Слушая подобные невеселые вещи, я невольно подумал: как причудливо развитие литературы! Вот уже полтораста лет прошло с тех пор, как Гёте выдвинул в 1827 году свое знаменитое определение мировой литературы (Weltliteratur) как единой всемирной литературы, в которой объединятся когда-нибудь и словно в дружном хоре сольются голоса всех национальных литератур… А ведь идеал великого поэта, пожалуй, стал еще более далеким, – все в один голос указывают на множество препятствий на пути к нему, называя действительно сложные проблемы политического, общественного, культурного, наконец, экономического характера…

Нам, советским писателям, совершенно понятно было обоснованное недовольство зарубежных коллег существующими доселе европоцентристскими традициями, теорией и практикой глобального влияния нескольких европейских культур и литератур! на все остальные литературы мира. И в то же время многие их выводы казались далеко не универсальными. Уже тогда, в ходе белградских прений, С. Вику лов и А. Турков на конкретных примерах переводческой практики в Советском Союзе внесли существенные коррективы в утверждения о разделении национальных литератур на «центральные» и «периферийные», об их якобы только «юбилейном» переводе на языки широкого употребления, о значительно большем количестве переводов на малые языки, чем на великие, о широких связях между литературами, создаваемыми на малых языках, и т. д.

В самом деле, у себя дома мы иногда забываем, что система внешних и внутренних связей советской многонациональной литературы – исключительное явление в современной мировой культуре. Исключительное и уникальное, ибо сама эта система зиждется не на основах культурной конкуренции, доброхотства меценатов, бизнеса и книжного рынка, а на принципах взаимного уважения и дружбы между народами.
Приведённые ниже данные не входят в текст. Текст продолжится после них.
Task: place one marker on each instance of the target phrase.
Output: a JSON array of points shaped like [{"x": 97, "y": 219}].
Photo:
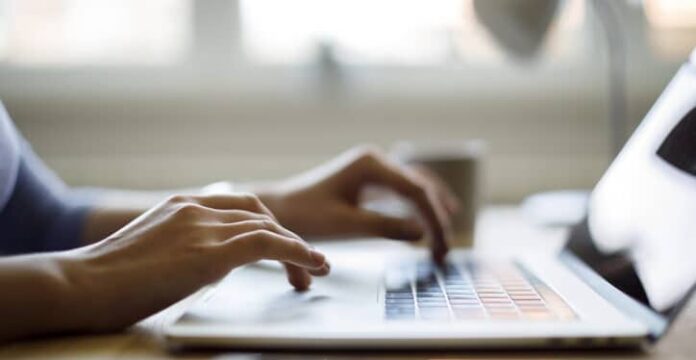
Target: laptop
[{"x": 620, "y": 281}]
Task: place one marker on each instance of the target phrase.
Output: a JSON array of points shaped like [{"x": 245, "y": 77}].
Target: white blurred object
[{"x": 556, "y": 208}]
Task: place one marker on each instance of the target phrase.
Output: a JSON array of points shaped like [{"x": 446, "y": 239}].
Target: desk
[{"x": 500, "y": 229}]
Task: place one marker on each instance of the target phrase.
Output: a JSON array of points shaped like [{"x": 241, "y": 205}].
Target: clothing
[{"x": 38, "y": 212}]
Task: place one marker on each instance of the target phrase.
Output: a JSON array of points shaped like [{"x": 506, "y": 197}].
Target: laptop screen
[{"x": 642, "y": 214}]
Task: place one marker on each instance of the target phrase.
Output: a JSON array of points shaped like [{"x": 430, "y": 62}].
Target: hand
[
  {"x": 176, "y": 248},
  {"x": 326, "y": 201}
]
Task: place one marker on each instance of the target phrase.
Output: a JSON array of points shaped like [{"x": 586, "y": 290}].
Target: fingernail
[
  {"x": 412, "y": 230},
  {"x": 317, "y": 257}
]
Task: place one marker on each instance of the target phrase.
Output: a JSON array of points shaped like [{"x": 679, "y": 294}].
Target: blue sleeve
[{"x": 42, "y": 213}]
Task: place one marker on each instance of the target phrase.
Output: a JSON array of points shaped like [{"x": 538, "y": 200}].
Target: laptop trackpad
[{"x": 260, "y": 294}]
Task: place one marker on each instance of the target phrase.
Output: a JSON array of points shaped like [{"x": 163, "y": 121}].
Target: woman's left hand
[{"x": 325, "y": 202}]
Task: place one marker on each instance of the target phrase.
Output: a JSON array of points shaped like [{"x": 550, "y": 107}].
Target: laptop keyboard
[{"x": 469, "y": 291}]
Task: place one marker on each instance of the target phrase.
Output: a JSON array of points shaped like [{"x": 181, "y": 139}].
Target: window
[
  {"x": 402, "y": 32},
  {"x": 672, "y": 27},
  {"x": 76, "y": 32}
]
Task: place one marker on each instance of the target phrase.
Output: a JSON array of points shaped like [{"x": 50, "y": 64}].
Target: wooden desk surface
[{"x": 500, "y": 229}]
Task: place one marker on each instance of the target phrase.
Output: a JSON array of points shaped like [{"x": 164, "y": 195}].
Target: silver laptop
[{"x": 621, "y": 280}]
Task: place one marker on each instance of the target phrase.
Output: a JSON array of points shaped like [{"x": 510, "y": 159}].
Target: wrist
[{"x": 85, "y": 305}]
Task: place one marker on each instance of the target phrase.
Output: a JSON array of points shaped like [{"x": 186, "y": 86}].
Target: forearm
[{"x": 37, "y": 297}]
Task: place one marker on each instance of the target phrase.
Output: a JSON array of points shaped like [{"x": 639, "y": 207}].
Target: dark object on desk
[
  {"x": 679, "y": 148},
  {"x": 616, "y": 268}
]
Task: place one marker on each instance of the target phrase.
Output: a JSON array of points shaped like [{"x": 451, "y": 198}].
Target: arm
[
  {"x": 37, "y": 298},
  {"x": 159, "y": 258}
]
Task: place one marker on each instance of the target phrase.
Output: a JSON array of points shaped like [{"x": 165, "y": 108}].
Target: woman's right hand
[{"x": 176, "y": 248}]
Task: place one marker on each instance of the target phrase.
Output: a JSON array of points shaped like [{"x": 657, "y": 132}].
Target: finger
[
  {"x": 298, "y": 277},
  {"x": 381, "y": 171},
  {"x": 248, "y": 202},
  {"x": 322, "y": 271},
  {"x": 264, "y": 244},
  {"x": 229, "y": 230},
  {"x": 375, "y": 224}
]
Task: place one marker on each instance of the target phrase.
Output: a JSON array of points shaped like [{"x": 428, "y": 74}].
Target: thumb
[{"x": 376, "y": 224}]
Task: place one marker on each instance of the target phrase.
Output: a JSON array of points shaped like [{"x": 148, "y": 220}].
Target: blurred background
[{"x": 169, "y": 93}]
И самое главное: принципы эти не волюнтаристски утверждены – они следствие реального исторического развития советских народов, многонациональной советской культуры. Именно поэтому мы имеем возможность (в частности, и в данной статье) абстрактные умозаключения, декларативные рассуждения о взаимовлиянии современных литератур разных народов заменить анализом историко-литературного процесса, наглядно представляющего созревание и расцвет одной из литератур, в данном случае – литовской, именно в ее теснейшем контакте с литературой всесоюзной и мировой.

 

ЯЗЫКОВЫЕ БАРЬЕРЫ

Путь национальной литературы в более широкий мир всегда сложен и противоречив, и не следует его упрощать.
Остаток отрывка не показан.